En temps non pandémique, le vaccin contre la grippe est un produit d’automne chaud qui occupe une place convoitée sous les projecteurs de la santé publique. Ces derniers temps, bien que le coup ait été éclipsé par l’importance de ses cousins bloquant le COVID, alimenté par les débats sur boosters et mandats. Cela fait aussi un moment que nous n’avons pas eu à lutter directement contre la grippe. Grâce aux mesures de prévention des infections que le monde a prises pour lutter contre le SRAS-CoV-2 au début de la pandémie, de nombreux autres virus respiratoires ont disparu. L’hiver dernier, nous n’avions essentiellement “pas de saison grippale du tout”, m’a dit Florian Krammer, virologue à l’école de médecine Icahn du mont Sinaï. La durée d’attention humaine est courte; le bref congé sabbatique de la grippe pourrait l’avoir purgé de nos esprits à un moment inopportun.
Un virus absent n’est pas forcément éteint, et le retour de la grippe allait toujours être une question de lorsque, ne pas si. Et à mesure que le temps se refroidit, les experts craignent que le fait de sauter une saison de maladie puisse entraîner des coûts, si nous n’augmentons pas à nouveau nos boucliers antigrippaux. Les défenses immunitaires peuvent rouiller et s’effriter ; les virus de la grippe pourraient revenir pour trouver une multitude d’hôtes plus vulnérables qu’ils ne l’étaient auparavant, surtout maintenant que les enfants sont de retour dans les salles de classe et que l’ennui des masques continue de monter en flèche dans tout le pays. “Je crains que nous ne soyons pas attentifs”, m’a dit Hana El Sahly, médecin spécialiste des maladies infectieuses et experte en vaccins au Baylor College of Medicine. Les vaccins contre la grippe sont donc particulièrement précieux cette année– peut-être plus qu’ils ne l’ont été depuis un certain temps.

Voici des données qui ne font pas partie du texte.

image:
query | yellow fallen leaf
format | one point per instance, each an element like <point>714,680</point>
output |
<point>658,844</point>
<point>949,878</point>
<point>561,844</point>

Les inquiétudes concernant la résurgence de la grippe ne sont pas nouvelles. En février, lorsque j’ai écrit pour la première fois sur le accalmie dans les cas de grippe, les experts avertissaient déjà que l’absentéisme des bugs pourrait les rendre plus imprévisibles. Les virus de la grippe, déjà une menace familière pour notre système immunitaire, se répandre moins facilement que le SRAS-CoV-2, ce qui les a rendus plus faciles à éliminer avec des masques, une distanciation physique, des fermetures d’écoles et des interdictions de voyager à l’étranger, même lorsque l’adhésion était inégale. Des cas dans le monde dégringolé. Mais “personne ne s’attendait à ce que la grippe disparaisse pour toujours”, m’a dit Mary Krauland, modélisatrice de maladies infectieuses à l’Université de Pittsburgh.

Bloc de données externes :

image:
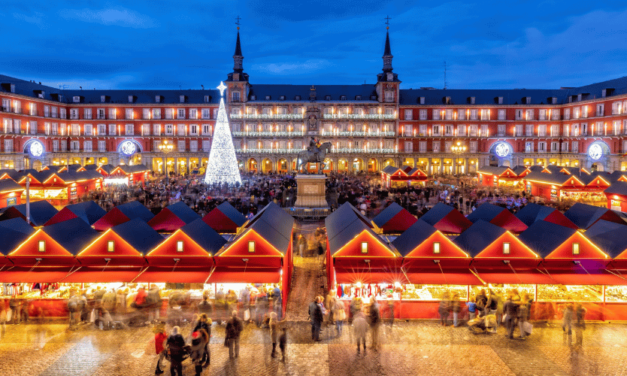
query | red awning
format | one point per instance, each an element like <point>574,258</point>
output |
<point>106,276</point>
<point>176,276</point>
<point>368,276</point>
<point>251,275</point>
<point>26,276</point>
<point>446,278</point>
<point>518,278</point>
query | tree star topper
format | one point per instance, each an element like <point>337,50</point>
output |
<point>221,87</point>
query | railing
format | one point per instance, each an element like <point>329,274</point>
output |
<point>268,116</point>
<point>268,134</point>
<point>360,116</point>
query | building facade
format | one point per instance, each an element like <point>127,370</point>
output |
<point>370,126</point>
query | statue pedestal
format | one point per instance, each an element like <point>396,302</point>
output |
<point>311,191</point>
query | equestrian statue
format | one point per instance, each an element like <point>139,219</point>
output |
<point>315,153</point>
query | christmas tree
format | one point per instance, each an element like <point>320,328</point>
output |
<point>222,165</point>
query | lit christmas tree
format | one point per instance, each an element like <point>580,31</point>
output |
<point>222,165</point>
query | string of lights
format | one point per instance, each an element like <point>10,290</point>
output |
<point>222,166</point>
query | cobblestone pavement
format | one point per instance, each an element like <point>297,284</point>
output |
<point>408,348</point>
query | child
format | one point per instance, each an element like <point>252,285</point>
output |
<point>283,342</point>
<point>472,308</point>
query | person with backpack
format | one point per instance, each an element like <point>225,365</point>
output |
<point>176,344</point>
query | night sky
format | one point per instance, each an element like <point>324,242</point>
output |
<point>172,44</point>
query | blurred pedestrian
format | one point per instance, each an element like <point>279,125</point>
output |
<point>234,329</point>
<point>360,330</point>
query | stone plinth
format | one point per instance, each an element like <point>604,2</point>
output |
<point>311,191</point>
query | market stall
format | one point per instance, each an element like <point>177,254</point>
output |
<point>394,219</point>
<point>88,211</point>
<point>122,214</point>
<point>446,219</point>
<point>173,217</point>
<point>532,213</point>
<point>499,216</point>
<point>225,219</point>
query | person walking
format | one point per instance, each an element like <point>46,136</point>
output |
<point>175,344</point>
<point>360,330</point>
<point>375,321</point>
<point>339,314</point>
<point>234,329</point>
<point>316,317</point>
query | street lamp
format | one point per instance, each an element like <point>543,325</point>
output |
<point>458,149</point>
<point>166,148</point>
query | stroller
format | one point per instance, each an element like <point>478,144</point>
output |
<point>483,324</point>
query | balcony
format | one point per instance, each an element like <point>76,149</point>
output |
<point>268,134</point>
<point>359,116</point>
<point>268,116</point>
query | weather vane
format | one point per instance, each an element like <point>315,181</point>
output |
<point>222,87</point>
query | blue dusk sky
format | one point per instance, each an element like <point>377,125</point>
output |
<point>172,44</point>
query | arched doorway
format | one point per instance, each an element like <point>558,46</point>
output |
<point>252,165</point>
<point>266,166</point>
<point>282,166</point>
<point>372,166</point>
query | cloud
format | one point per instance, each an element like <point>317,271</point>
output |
<point>34,19</point>
<point>110,17</point>
<point>288,68</point>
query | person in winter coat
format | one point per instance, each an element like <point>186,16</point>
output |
<point>198,348</point>
<point>375,321</point>
<point>234,329</point>
<point>360,330</point>
<point>175,344</point>
<point>316,317</point>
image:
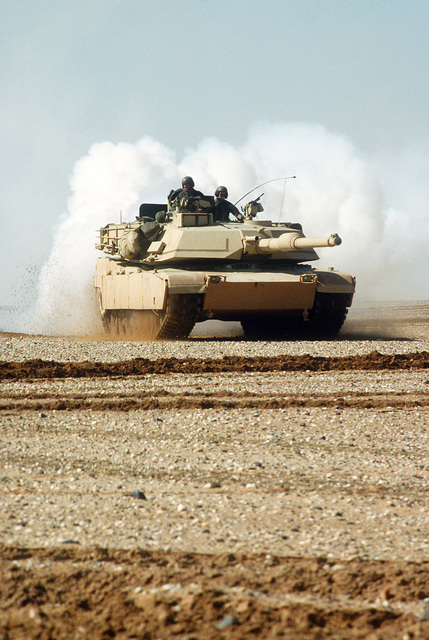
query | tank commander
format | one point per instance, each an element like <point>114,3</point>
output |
<point>223,207</point>
<point>187,190</point>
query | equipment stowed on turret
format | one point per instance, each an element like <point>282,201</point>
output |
<point>174,267</point>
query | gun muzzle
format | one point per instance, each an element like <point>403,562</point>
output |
<point>295,242</point>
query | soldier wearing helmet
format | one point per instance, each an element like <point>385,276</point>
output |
<point>223,207</point>
<point>187,190</point>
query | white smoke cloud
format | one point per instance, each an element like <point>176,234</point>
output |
<point>384,227</point>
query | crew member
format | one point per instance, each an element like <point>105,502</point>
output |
<point>187,190</point>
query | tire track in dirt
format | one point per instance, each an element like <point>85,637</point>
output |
<point>373,361</point>
<point>168,401</point>
<point>168,594</point>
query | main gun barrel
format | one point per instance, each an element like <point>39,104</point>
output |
<point>295,242</point>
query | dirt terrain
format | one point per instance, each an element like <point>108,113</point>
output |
<point>234,490</point>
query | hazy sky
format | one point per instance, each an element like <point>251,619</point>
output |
<point>77,72</point>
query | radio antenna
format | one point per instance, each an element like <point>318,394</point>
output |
<point>261,185</point>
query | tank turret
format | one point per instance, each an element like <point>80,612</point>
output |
<point>178,264</point>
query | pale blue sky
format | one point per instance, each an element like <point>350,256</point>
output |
<point>83,71</point>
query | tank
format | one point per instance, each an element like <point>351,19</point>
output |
<point>177,265</point>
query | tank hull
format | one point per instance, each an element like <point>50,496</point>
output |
<point>165,302</point>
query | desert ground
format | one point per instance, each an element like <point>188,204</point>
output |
<point>217,487</point>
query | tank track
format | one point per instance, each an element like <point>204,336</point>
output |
<point>176,321</point>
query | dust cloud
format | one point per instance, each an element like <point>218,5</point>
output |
<point>378,207</point>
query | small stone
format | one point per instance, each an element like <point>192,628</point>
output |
<point>138,494</point>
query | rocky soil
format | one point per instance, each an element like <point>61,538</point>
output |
<point>216,487</point>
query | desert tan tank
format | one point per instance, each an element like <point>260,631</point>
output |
<point>172,268</point>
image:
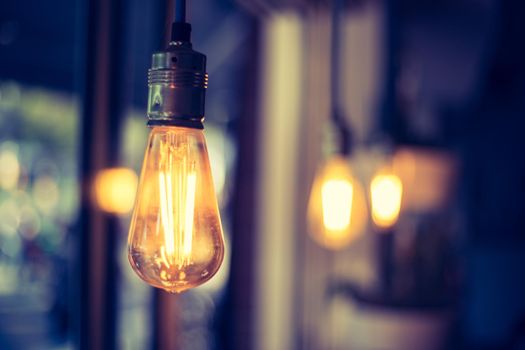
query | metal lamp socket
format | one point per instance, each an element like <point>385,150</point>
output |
<point>177,83</point>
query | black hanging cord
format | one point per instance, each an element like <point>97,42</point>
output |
<point>180,30</point>
<point>338,118</point>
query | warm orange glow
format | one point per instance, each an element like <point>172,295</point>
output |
<point>337,198</point>
<point>175,238</point>
<point>431,175</point>
<point>115,189</point>
<point>386,191</point>
<point>337,209</point>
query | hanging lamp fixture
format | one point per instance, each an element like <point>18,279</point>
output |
<point>175,238</point>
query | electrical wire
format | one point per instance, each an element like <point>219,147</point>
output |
<point>338,118</point>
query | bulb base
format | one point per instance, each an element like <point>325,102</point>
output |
<point>177,83</point>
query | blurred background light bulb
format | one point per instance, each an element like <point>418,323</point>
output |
<point>336,209</point>
<point>114,190</point>
<point>175,239</point>
<point>386,191</point>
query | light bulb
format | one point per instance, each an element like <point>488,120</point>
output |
<point>336,209</point>
<point>175,239</point>
<point>386,191</point>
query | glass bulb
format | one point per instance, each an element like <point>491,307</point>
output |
<point>175,238</point>
<point>336,209</point>
<point>386,191</point>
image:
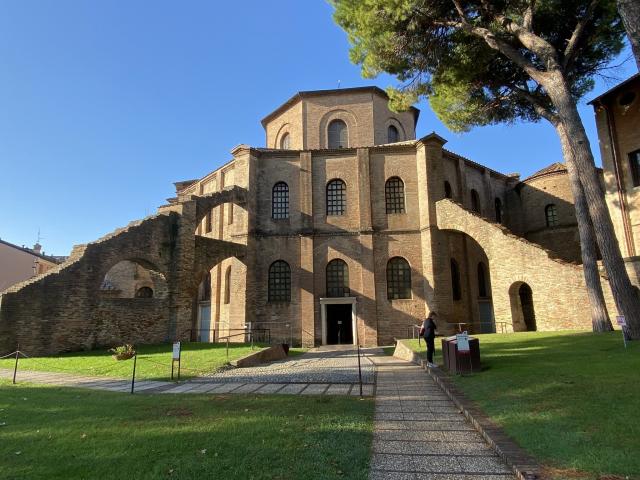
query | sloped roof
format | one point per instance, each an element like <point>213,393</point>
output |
<point>555,167</point>
<point>615,89</point>
<point>335,91</point>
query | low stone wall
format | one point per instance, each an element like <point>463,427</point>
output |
<point>275,352</point>
<point>404,352</point>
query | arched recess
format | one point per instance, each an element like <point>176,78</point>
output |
<point>134,278</point>
<point>522,307</point>
<point>282,131</point>
<point>394,122</point>
<point>338,114</point>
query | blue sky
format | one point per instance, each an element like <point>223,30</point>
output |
<point>104,104</point>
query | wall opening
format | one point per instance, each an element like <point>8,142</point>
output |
<point>133,279</point>
<point>522,307</point>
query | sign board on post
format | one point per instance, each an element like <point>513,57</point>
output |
<point>462,340</point>
<point>623,323</point>
<point>176,358</point>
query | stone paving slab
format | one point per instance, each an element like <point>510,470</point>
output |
<point>420,434</point>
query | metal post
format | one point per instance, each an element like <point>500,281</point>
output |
<point>15,368</point>
<point>359,370</point>
<point>133,377</point>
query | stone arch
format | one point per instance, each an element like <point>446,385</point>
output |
<point>522,307</point>
<point>338,114</point>
<point>204,204</point>
<point>125,278</point>
<point>392,121</point>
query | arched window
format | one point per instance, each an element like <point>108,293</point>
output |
<point>208,223</point>
<point>279,282</point>
<point>394,195</point>
<point>447,190</point>
<point>482,280</point>
<point>144,292</point>
<point>227,285</point>
<point>204,289</point>
<point>338,134</point>
<point>398,279</point>
<point>280,201</point>
<point>475,201</point>
<point>336,197</point>
<point>455,280</point>
<point>337,278</point>
<point>551,214</point>
<point>392,134</point>
<point>285,142</point>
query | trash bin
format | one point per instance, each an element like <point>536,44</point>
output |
<point>461,362</point>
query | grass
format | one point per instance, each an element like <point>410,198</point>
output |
<point>154,361</point>
<point>56,433</point>
<point>570,399</point>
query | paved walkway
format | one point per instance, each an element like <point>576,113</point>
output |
<point>419,433</point>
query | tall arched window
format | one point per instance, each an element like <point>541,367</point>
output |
<point>394,195</point>
<point>337,278</point>
<point>338,134</point>
<point>398,279</point>
<point>204,289</point>
<point>208,223</point>
<point>456,291</point>
<point>279,282</point>
<point>227,285</point>
<point>447,190</point>
<point>280,201</point>
<point>336,197</point>
<point>482,280</point>
<point>475,201</point>
<point>285,142</point>
<point>392,134</point>
<point>551,214</point>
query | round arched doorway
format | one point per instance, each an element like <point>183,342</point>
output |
<point>522,307</point>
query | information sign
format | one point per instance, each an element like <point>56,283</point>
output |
<point>176,350</point>
<point>462,340</point>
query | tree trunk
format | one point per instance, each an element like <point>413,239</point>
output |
<point>599,316</point>
<point>629,11</point>
<point>624,294</point>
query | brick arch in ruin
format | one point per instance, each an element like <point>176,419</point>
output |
<point>204,204</point>
<point>559,292</point>
<point>63,309</point>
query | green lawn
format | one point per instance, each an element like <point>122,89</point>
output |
<point>154,361</point>
<point>56,433</point>
<point>571,399</point>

Maintenant, nous vacillons au bord du tournant glacial de l’année alors que restrictions pandémiques la cire et décliner. De nombreux experts soupçonnent que nous pourrions vivre une saison grippale pire que la précédente, en partie car le précédent était si doux. Le seuil d’une épidémie cette année pourrait très bien être plus bas. « J’ai probablement 60-40 ans : 60 ans, nous aurons une saison, 40 ans, pas », m’a dit Richard Webby, un expert de la grippe au St. Jude Children’s Research Hospital, dans le Tennessee. « Mon sentiment instinctif est que si cela revient, il y aura un peu plus de punch. »

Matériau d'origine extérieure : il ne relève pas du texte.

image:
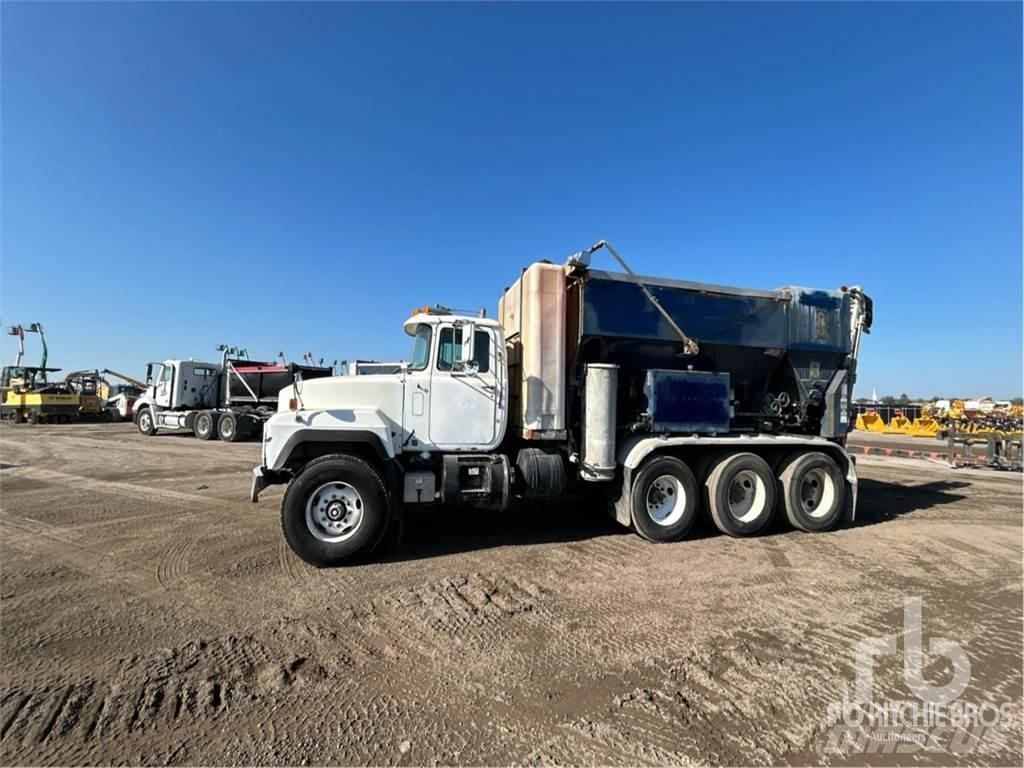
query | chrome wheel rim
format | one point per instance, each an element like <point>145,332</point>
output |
<point>334,512</point>
<point>748,495</point>
<point>817,493</point>
<point>666,500</point>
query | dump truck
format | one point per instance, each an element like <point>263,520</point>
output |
<point>667,398</point>
<point>229,399</point>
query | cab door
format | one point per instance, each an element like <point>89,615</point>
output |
<point>163,388</point>
<point>464,398</point>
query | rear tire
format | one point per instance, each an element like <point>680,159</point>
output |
<point>664,500</point>
<point>813,491</point>
<point>206,425</point>
<point>335,511</point>
<point>227,428</point>
<point>145,423</point>
<point>740,494</point>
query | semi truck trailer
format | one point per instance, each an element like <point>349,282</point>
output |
<point>669,399</point>
<point>229,399</point>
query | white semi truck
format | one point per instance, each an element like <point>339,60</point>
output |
<point>229,399</point>
<point>673,397</point>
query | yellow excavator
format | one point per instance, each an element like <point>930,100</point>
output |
<point>28,396</point>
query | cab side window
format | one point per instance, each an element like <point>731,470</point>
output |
<point>449,349</point>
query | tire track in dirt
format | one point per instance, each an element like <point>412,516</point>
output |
<point>776,556</point>
<point>132,491</point>
<point>196,682</point>
<point>173,564</point>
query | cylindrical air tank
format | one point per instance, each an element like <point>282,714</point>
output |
<point>600,387</point>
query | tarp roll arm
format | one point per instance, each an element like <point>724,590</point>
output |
<point>690,345</point>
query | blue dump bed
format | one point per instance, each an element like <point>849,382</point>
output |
<point>778,360</point>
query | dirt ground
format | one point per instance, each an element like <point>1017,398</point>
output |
<point>150,613</point>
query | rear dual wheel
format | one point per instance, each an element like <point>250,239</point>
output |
<point>740,493</point>
<point>813,491</point>
<point>206,425</point>
<point>664,501</point>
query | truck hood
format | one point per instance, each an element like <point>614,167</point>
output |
<point>382,392</point>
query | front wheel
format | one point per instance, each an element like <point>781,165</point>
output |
<point>335,511</point>
<point>664,500</point>
<point>145,423</point>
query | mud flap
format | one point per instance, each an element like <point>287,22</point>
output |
<point>259,482</point>
<point>850,509</point>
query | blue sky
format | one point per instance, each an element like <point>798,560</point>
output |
<point>297,177</point>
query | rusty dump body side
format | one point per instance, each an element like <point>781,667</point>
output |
<point>792,341</point>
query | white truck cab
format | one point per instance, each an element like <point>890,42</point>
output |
<point>451,396</point>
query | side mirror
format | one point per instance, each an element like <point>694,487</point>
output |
<point>466,349</point>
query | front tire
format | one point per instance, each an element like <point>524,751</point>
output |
<point>740,494</point>
<point>145,423</point>
<point>664,500</point>
<point>813,492</point>
<point>335,511</point>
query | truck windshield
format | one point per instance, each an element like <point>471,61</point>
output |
<point>421,348</point>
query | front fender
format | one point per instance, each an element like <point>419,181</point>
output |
<point>284,431</point>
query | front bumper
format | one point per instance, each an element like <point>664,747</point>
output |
<point>263,477</point>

L’absence de la grippe a eu des effets positifs. Cela a épargné aux travailleurs de la santé, aux hôpitaux et à la population en général une deuxième vague de maladie hivernale, au sommet d’une pandémie déjà accablante. Notre saison sans grippe a également affamé les virus des hôtes dans lesquels se multiplier, changer de forme et persister. Certains experts espèrent que certaines lignées pourraient avoir disparu complètement, ou à tout le moins se sont rapprochées. Cela pourrait signifier que nous aurons moins de saveurs grippales à combattre et contre lesquelles nous vaccinerons à l’avenir, bien que leur disparition ne soit pas encore certaine.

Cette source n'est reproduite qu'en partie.